Speaker
Description
Speed-limited particle-in-cell simulation (SLPIC) is a method of increasing the time-step in a PIC simulation by slowing down the fastest particles in such a way that the end state of the simulation is unaffected, while significantly reducing the number of time-steps required to reach this end state. SLPIC is useful when the simulation requires a kinetic treatment of fast particles (e.g. electrons) while the physics of interest occurs on the time-scale of slow particles (e.g. ions).
In a SLPIC simulation, the true velocities and weights of particles are tracked, but particles are moved through the simulation at a lower speed specified by the "speed-limiting" function, and weighted to the grid with a reduced weight. By moving fast particles at a lower velocity, the time-step of the simulation can be significantly increased relative to that of a PIC simulation.

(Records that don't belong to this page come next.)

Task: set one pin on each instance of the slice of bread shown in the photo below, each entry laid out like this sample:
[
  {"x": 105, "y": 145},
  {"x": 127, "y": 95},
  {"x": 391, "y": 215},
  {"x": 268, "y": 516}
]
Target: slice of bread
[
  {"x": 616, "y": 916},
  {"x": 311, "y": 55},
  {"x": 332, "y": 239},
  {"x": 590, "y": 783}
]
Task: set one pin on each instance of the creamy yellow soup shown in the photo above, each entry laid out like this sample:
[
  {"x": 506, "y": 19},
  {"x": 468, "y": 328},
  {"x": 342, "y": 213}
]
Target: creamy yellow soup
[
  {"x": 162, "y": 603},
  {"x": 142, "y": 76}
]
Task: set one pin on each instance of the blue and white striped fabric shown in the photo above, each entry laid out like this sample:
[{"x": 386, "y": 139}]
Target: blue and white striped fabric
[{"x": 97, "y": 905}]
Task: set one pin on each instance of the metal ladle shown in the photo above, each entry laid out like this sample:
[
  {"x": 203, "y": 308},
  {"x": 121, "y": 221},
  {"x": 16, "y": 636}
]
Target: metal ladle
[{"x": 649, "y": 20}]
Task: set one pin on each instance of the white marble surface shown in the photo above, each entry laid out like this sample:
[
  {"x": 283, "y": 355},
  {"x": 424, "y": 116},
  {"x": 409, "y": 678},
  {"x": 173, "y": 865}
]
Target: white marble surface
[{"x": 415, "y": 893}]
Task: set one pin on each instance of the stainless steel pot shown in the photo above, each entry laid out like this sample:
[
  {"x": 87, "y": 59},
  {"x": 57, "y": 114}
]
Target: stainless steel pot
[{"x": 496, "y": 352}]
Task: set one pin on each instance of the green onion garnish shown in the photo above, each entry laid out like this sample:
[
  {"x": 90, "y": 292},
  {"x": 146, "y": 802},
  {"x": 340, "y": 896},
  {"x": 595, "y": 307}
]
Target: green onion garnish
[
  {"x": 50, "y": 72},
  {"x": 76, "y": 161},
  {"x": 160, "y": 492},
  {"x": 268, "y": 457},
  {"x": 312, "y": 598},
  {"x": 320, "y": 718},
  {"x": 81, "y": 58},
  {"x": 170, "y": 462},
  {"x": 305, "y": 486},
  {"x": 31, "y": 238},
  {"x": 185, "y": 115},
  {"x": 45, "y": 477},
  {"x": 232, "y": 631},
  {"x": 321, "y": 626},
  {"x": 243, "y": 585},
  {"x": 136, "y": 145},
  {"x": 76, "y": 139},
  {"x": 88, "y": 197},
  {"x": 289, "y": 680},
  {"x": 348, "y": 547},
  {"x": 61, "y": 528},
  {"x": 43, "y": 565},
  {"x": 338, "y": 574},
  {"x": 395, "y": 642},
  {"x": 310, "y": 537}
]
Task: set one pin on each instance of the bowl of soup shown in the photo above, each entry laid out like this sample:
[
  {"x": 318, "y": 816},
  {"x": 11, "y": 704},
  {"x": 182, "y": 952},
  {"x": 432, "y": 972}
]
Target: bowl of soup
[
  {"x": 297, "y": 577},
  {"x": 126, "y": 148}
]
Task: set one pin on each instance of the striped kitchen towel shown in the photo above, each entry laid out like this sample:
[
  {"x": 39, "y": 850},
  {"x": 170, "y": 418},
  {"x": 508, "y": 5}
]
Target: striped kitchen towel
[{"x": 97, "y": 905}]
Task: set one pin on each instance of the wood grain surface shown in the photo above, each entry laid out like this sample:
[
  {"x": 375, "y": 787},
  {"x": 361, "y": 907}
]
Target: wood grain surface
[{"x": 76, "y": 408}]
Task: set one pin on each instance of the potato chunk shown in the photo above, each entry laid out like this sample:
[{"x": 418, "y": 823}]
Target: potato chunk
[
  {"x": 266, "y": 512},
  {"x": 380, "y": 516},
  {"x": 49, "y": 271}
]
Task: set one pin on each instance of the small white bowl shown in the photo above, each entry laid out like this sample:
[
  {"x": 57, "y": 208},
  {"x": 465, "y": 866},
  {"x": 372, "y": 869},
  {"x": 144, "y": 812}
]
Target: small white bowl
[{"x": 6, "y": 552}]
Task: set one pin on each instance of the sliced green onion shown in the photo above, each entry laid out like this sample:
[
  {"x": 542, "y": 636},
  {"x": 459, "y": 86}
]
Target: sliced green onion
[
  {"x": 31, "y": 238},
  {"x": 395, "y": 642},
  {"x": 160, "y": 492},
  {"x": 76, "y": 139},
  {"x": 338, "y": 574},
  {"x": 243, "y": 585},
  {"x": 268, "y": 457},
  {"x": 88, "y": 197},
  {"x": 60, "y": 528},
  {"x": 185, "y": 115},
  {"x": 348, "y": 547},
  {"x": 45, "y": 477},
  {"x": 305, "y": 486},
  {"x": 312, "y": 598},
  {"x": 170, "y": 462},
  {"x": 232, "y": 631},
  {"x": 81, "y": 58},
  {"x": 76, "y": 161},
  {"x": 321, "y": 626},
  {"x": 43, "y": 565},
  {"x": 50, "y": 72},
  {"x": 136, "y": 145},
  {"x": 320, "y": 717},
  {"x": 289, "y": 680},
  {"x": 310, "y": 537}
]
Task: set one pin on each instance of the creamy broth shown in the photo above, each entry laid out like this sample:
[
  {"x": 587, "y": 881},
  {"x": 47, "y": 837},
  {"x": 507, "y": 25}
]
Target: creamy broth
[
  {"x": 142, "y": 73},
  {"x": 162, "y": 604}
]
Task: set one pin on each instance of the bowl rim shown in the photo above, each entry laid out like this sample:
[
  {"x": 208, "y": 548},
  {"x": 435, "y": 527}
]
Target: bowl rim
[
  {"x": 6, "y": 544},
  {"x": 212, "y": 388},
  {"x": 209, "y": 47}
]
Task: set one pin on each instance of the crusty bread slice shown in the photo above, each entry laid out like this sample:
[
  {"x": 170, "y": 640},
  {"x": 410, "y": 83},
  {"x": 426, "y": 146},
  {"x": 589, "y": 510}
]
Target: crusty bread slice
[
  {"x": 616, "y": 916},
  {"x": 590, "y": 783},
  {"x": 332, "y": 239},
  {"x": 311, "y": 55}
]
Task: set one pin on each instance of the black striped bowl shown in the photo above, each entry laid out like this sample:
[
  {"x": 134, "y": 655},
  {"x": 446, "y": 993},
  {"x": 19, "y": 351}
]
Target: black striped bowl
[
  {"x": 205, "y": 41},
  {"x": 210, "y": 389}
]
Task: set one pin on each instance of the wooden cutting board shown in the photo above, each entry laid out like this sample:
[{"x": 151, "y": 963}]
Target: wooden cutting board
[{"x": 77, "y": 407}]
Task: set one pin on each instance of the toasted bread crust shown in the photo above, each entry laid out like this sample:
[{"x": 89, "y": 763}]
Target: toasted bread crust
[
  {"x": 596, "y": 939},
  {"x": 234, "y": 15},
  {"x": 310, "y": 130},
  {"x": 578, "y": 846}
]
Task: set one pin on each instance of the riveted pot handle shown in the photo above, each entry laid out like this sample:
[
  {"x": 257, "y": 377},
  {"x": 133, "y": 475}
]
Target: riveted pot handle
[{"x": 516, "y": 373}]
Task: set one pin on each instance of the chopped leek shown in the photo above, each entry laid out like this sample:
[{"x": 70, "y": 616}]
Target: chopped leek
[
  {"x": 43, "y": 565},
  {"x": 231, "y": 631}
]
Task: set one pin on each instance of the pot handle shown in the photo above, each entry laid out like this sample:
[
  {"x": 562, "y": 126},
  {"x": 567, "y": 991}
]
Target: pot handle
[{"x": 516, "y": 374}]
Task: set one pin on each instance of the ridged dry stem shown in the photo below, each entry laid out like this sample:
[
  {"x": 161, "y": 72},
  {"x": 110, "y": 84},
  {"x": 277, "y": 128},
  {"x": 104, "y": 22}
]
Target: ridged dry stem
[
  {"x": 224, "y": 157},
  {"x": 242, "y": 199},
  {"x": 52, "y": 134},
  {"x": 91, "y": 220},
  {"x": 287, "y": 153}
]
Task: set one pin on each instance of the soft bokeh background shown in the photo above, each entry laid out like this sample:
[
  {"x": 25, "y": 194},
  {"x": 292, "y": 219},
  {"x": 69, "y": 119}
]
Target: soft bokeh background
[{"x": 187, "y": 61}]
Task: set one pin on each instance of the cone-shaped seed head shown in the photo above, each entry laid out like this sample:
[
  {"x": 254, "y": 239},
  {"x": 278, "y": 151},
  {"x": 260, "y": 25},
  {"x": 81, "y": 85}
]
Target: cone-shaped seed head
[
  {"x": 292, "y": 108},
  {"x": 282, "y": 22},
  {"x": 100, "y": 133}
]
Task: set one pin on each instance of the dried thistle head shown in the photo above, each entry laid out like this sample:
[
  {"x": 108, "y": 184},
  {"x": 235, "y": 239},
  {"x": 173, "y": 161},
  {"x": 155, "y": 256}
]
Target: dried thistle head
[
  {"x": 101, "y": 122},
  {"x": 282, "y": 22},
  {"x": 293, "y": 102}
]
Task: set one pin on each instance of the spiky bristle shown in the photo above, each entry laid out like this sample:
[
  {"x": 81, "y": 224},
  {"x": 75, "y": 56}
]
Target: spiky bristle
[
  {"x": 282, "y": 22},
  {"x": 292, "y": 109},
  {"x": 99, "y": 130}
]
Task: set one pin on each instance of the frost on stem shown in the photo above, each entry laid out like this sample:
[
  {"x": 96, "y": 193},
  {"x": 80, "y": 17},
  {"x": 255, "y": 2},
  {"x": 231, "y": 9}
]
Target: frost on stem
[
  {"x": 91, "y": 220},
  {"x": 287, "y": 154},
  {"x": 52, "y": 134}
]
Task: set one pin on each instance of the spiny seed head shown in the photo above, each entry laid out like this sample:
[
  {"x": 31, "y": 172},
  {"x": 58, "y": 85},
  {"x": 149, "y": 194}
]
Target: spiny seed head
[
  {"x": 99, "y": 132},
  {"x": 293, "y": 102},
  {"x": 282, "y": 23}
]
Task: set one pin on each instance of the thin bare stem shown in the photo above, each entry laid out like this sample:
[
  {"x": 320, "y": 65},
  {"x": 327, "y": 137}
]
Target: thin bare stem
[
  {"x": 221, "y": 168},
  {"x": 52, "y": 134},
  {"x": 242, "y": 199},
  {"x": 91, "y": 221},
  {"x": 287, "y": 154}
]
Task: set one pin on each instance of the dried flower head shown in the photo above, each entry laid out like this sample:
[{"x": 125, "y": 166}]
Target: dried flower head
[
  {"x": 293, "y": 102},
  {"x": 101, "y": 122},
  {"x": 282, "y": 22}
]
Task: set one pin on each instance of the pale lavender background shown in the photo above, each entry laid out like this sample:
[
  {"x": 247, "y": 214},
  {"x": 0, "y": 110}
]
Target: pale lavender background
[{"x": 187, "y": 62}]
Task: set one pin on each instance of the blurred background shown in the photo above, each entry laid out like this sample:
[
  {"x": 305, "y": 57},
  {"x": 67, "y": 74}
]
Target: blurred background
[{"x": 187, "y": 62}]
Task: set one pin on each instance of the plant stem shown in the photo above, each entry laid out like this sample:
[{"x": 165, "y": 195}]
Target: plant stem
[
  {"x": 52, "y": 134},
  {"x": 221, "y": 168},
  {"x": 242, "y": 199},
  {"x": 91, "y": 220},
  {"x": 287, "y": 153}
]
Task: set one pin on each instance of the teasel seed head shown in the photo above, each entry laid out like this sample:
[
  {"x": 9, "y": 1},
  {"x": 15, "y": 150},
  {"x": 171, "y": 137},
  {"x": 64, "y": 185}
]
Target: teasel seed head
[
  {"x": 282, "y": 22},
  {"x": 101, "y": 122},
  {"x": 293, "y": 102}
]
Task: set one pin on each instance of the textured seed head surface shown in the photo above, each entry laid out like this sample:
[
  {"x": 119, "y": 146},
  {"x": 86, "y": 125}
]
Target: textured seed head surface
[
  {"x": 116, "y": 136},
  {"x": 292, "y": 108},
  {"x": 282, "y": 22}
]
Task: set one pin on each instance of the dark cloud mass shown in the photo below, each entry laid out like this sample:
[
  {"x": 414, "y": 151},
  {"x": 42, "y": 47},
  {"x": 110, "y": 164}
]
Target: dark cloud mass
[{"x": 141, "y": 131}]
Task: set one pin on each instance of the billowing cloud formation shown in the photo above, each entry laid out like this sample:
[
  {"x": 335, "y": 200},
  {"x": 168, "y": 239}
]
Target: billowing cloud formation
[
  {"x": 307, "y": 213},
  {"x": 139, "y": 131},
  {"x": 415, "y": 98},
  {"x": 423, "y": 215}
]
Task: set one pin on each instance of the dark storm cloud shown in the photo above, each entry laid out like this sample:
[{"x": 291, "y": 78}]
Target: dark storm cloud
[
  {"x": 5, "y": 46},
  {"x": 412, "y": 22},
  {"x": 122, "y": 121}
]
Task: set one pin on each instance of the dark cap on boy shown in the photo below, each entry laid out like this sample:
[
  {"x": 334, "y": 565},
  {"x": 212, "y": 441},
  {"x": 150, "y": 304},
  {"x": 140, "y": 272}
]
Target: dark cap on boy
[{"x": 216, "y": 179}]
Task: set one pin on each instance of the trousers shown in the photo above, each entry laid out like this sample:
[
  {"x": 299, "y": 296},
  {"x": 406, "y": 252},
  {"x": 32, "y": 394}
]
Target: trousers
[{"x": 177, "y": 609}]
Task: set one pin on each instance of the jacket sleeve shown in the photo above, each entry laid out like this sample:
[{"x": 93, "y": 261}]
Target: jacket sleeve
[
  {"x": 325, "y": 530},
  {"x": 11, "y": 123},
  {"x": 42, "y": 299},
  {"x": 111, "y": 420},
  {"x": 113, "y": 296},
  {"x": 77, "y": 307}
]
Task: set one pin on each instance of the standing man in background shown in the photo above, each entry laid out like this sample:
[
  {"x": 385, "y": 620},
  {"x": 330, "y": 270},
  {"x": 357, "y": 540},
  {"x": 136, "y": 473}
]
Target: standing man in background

We show that for steady-state problems, SLPIC can achieve the same accuracy as PIC with a computational speed-up that is bounded by $\sqrt\frac{m_\mathrm{ion}}{m_\mathrm{electron}}$. For an argon-electron plasma sheath simulation, a speed-up factor of approximately 200 for reaching steady-state is demonstrated.
The trade-off of the large SLPIC time-step is an increased algorithmic complexity, since the equations of motion and grid-weighting are each modified by the velocity-dependent speed-limiting function. We discuss ways of dealing with these complexities and their effect on accuracy in certain cases, as well as the implications of choosing various speed-limiting functions.
To demonstrate the limits of SLPIC in dynamic problems we simulate the interaction of a wave with speed-limited particles and show that SLPIC is accurate only when the speed-limit is sufficiently higher than the wave velocity. This implies that SLPIC is useful for problems where the wave speed is slower than the fastest particles, for example, in ion-acoustic Landau damping.